Since the judgment is elaborate in its analysis, I shall discuss it over a series of posts to do justice to it (and to ensure I don’t bore readers to death with my constant droning...)
In a nutshell, following are the details of the patent of the Plaintiff/Appellant, Farbewerke:
Date of Filing: 23.10.1956 (dd/mm/yyyy)
Date of Acceptance/Grant: 07.11.1957 (Just over a year from the date of filing, record time!)
Patent Number: IN 58716
Invention: Manufacture of new sulphonyl-ureas, salts of those compounds and of anti-diabetic preparation containing such compounds
The plaintiff/patentee Farbewerke alleged infringement of its patent by the defendants' act of manufacture of “Tolbutamide”, an anti-diabetic drug which was claimed in Claims 1 and 11 of the plaintiff’s patent, and which the Plaintiffs had been selling internationally under the trademark “Rastinon”.
The defendants on their part claimed that the drug sold by them was indeed Tolbutamide, but was manufactured using a licensed process claimed in another Indian patent 64323 owned by the Haffkine Institute of Bombay (This was a time when there were no products patents for pharmaceutical substances under the erstwhile Indian Patents and Designs Act, 1911. In fact, under Section 2(8) of the Act, “invention” was defined as any manner of manufacture, including an improvement)
The defendants also claimed acquiescence and delay on the part of the plaintiffs because, although the latter were aware of manufacture of the drug in dispute by the defendants in March 1960, the suit for infringement was instituted only in April 1962.
Delay/Inaction by the Plaintiffs
The Court opted to first deal with the issue of acquiescence and delay; it took the view that delay may have come to the aid of the defendants had this been the interlocutory stage. Since the relief sought was that of perpetual injunction, mere delay would not deprive the plaintiffs of their right to secure a perpetual injunction. For that to happen, the defendants were required to establish that the delay/inaction had prejudiced the defendants significantly.
Since no such prejudice had been made out by the defendants in the instant case, the Court decided the issue of delay in favour of the plaintiffs/patentee.

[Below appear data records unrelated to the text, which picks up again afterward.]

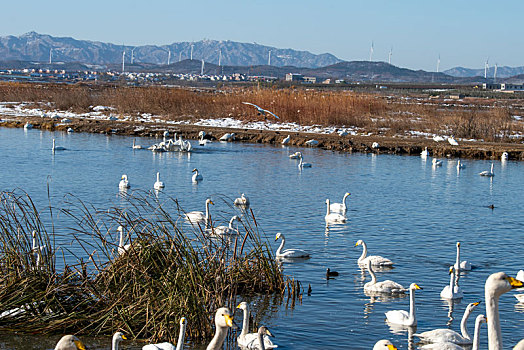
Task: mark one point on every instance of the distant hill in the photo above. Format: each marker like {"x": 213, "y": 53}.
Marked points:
{"x": 39, "y": 47}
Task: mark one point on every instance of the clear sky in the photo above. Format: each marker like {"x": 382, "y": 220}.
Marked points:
{"x": 463, "y": 32}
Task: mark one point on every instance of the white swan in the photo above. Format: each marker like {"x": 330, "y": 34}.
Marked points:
{"x": 452, "y": 291}
{"x": 167, "y": 345}
{"x": 288, "y": 253}
{"x": 386, "y": 286}
{"x": 301, "y": 164}
{"x": 196, "y": 176}
{"x": 436, "y": 162}
{"x": 461, "y": 265}
{"x": 124, "y": 183}
{"x": 246, "y": 339}
{"x": 490, "y": 173}
{"x": 333, "y": 217}
{"x": 496, "y": 284}
{"x": 196, "y": 217}
{"x": 242, "y": 201}
{"x": 158, "y": 184}
{"x": 121, "y": 247}
{"x": 135, "y": 146}
{"x": 452, "y": 346}
{"x": 376, "y": 260}
{"x": 57, "y": 148}
{"x": 69, "y": 342}
{"x": 225, "y": 230}
{"x": 384, "y": 344}
{"x": 223, "y": 321}
{"x": 402, "y": 317}
{"x": 448, "y": 335}
{"x": 341, "y": 207}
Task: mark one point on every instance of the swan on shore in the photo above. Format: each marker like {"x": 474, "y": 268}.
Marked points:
{"x": 167, "y": 345}
{"x": 340, "y": 207}
{"x": 452, "y": 291}
{"x": 489, "y": 173}
{"x": 69, "y": 342}
{"x": 158, "y": 184}
{"x": 288, "y": 253}
{"x": 386, "y": 286}
{"x": 402, "y": 317}
{"x": 223, "y": 321}
{"x": 246, "y": 339}
{"x": 448, "y": 335}
{"x": 376, "y": 260}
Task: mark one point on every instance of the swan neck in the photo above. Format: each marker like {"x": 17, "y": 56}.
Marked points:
{"x": 492, "y": 314}
{"x": 181, "y": 336}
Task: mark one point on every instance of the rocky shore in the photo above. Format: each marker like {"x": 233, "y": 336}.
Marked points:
{"x": 334, "y": 142}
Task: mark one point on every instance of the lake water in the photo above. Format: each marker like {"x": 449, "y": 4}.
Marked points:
{"x": 401, "y": 206}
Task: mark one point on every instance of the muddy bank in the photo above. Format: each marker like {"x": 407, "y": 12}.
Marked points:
{"x": 334, "y": 142}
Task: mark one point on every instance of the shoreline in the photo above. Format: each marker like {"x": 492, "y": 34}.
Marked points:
{"x": 333, "y": 142}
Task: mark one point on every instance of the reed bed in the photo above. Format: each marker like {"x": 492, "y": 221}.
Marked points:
{"x": 374, "y": 113}
{"x": 169, "y": 271}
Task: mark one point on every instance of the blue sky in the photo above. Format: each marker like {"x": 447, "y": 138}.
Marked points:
{"x": 463, "y": 32}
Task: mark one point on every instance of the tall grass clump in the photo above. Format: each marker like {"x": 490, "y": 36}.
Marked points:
{"x": 170, "y": 270}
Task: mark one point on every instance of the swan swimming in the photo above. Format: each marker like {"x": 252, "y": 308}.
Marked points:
{"x": 223, "y": 321}
{"x": 158, "y": 184}
{"x": 196, "y": 217}
{"x": 402, "y": 317}
{"x": 340, "y": 207}
{"x": 333, "y": 217}
{"x": 124, "y": 183}
{"x": 386, "y": 286}
{"x": 288, "y": 253}
{"x": 196, "y": 176}
{"x": 489, "y": 173}
{"x": 448, "y": 335}
{"x": 246, "y": 339}
{"x": 167, "y": 345}
{"x": 452, "y": 291}
{"x": 376, "y": 260}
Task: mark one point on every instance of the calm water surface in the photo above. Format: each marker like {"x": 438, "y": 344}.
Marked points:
{"x": 401, "y": 206}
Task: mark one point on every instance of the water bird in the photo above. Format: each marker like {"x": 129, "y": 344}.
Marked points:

Infringement- Burden and Onus
The defendants contended that since no evidence had been led to establish that the process employed by the defendants was indeed the patented process of the plaintiffs, no case of infringement of the plaintiffs’ patent had been made out.
To this, the Court drew inspiration from Section 41(2) of the Canadian Patent Act, which laid down that in an action for infringement where the invention relates to the production of a new substance, any substance of the same chemical composition and constitution shall, in the absence of proof to the contrary, be deemed to have been produced by the patented process which it is alleged to have infringed.
The Court observed that although there were no equivalent provisions in the then existing Indian Patents and Designs Act, it was available for the Court to apply the general provisions of Section 114 of the Indian Evidence Act, 1872, which in a way provided for reversal of burden of proof (reflected in Section 104A of the Patents Act, 1970 as it stands today).
Applying Section 106 of the Indian Evidence Act, the Court observed that since the process of manufacture of the defendants’ drug was within the “special knowledge” of the defendants, it was only proper that the defendants disclose the process of manufacture to counter the allegation of infringement.
Specifically, the infringement alleged of in the case was of claims 1 and 11. On how a patent specification must be read in a case of infringement, the Court stated thus:
“It is, therefore, clear that, in an infringement action, the main function of the court is to construe the claims which are alleged to have been infringed, without reference to the body of the specification, and to refer to the body of the specification only if there is any ambiguity or difficulty in the construction of claims in question.”